Effective on removal of iron and hydrogen sulfide, able to reduce chlorine and heavy metals such as lead and mercury, redox is not effective with manganese.
The biggest drawback for this media is its weight. Being almost twice as heavy as other minerals, it requires more than twice the backwash rate of other minerals. Sizing mineral tanks is crucial.
Catalysts & Considerations
Once you have identified the enemy and selected the equipment with compatible backwash and flow rates for the media selected, the water itself must be scrutinized.
Check for dissolved oxygen and pH levels and determine what, if any, pre-treatment is necessary for the selected application to deliver maximum iron removal efficiency.
What is the role of pH?
The pH of a given water source plays an important role in how quickly ferrous (dissolved) iron converts to a ferric (solid) state.
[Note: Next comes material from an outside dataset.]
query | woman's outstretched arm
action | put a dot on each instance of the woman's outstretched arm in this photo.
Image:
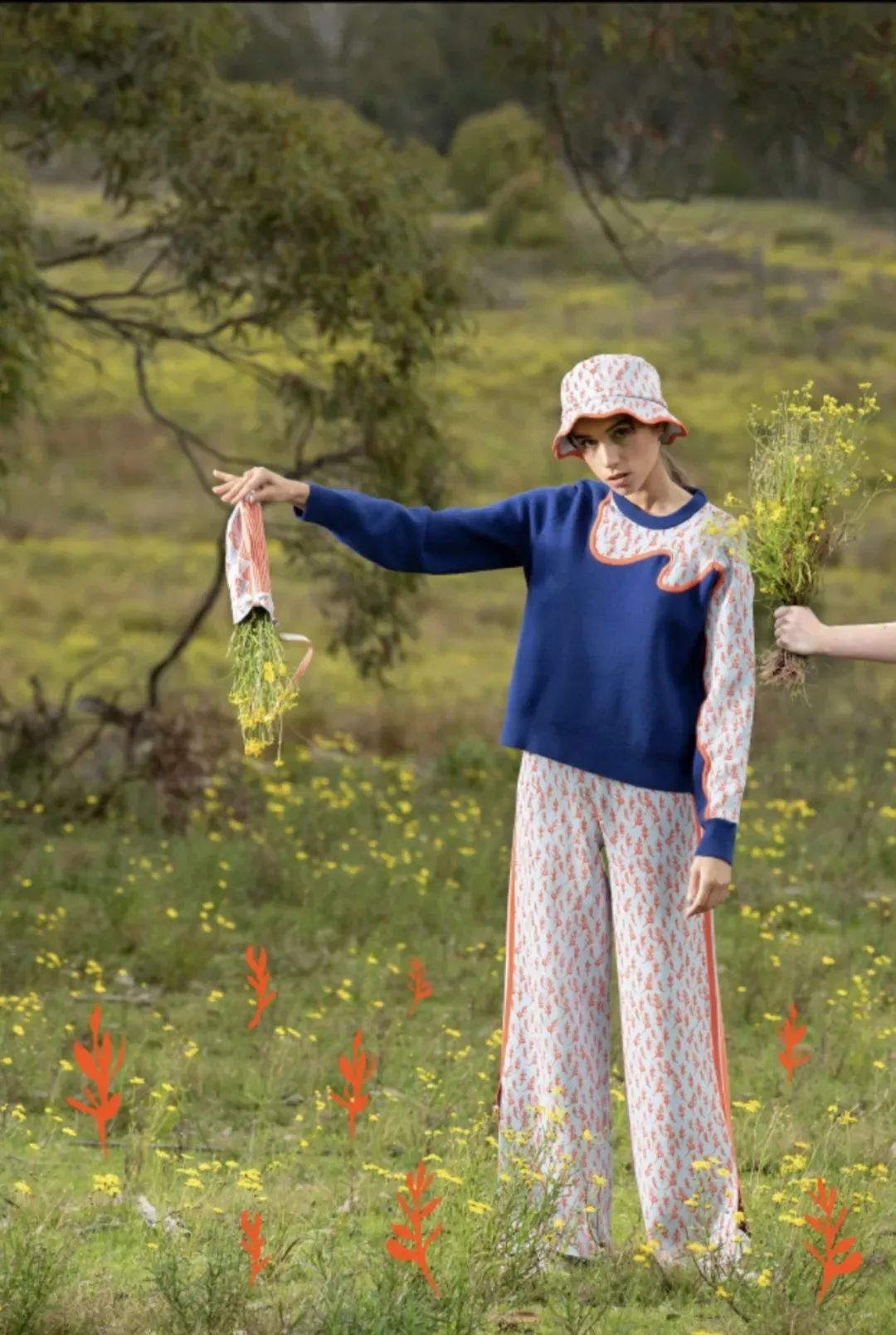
(799, 631)
(398, 537)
The higher the pH, the faster iron will convert to the ferric state that can then be filtered.
This is good in all equipment selections with the exception of a water softener where the ferric iron plugs the exchange sites and fouls the resin.
When using an iron filter a pH above 6.5 is necessary for iron to properly convert and is the recommendation of most manufacturers. However, most experienced water treatment professionals agree that a pH above 7.0 is a must and an 8.0 to 8.5 pH greatly enhances the chance of a successful application.
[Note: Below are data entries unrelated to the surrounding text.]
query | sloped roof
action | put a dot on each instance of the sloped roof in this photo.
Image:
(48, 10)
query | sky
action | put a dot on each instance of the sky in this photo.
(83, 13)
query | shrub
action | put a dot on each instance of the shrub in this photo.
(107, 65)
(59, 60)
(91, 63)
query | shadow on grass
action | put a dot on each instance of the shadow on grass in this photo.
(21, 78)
If it is necessary to increase the pH level, chemical feed of either sodium carbonate (soda ash) or sodium hydroxide (caustic soda) is preferred over a filter filled with calcium carbonate or magnesium oxide, as the filter method may foul quickly
Pre-oxidation
Most chemical-free iron filters and several chemical filter media require some dissolved oxygen in the water to act as a catalyst. Pre-oxidation is required in cases where the dissolved oxygen content is too low.
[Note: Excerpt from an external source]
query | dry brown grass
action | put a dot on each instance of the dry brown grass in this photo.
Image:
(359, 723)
Pre-oxidation can come from aeration, chlorine or peroxide injection, ozone and other methods.
Chemical feed
There are several types of chemical feed applications. Using sodium carbonate or sodium hydroxide to raise pH is common. Using 5 percent to 10 percent chlorine or 7 percent hydrogen peroxide as oxidizers to the water before a filter is also widely used.
Different rules apply to each of these methods, from retention or contact tanks to using static mixers. When using different chemicals together, it’s important to understand the compatibility of the chemicals and the safety considerations.
For greater success, follow the manufacturers’ recommendations closely regarding proper feed rates and installation when injecting chemicals.
Aeration
When aeration is used as a pre-oxidizer it is generally done with either an air inductor or an air pump.
An air inductor is a venturi installed inline. The water flowing through the inductor creates a vacuum and sucks air into the water line. The faster the water flows, the more air induced into the water.
Watch for pressure drop and perform routine maintenance of the inductor, as they will clog with iron over time.
The air pump method allows more air induced into the water, as a mechanical pump is used to force air into the water. A contact tank is often used.
This method has proven effective with the only cautions being maintenance to the pump and injection fittings.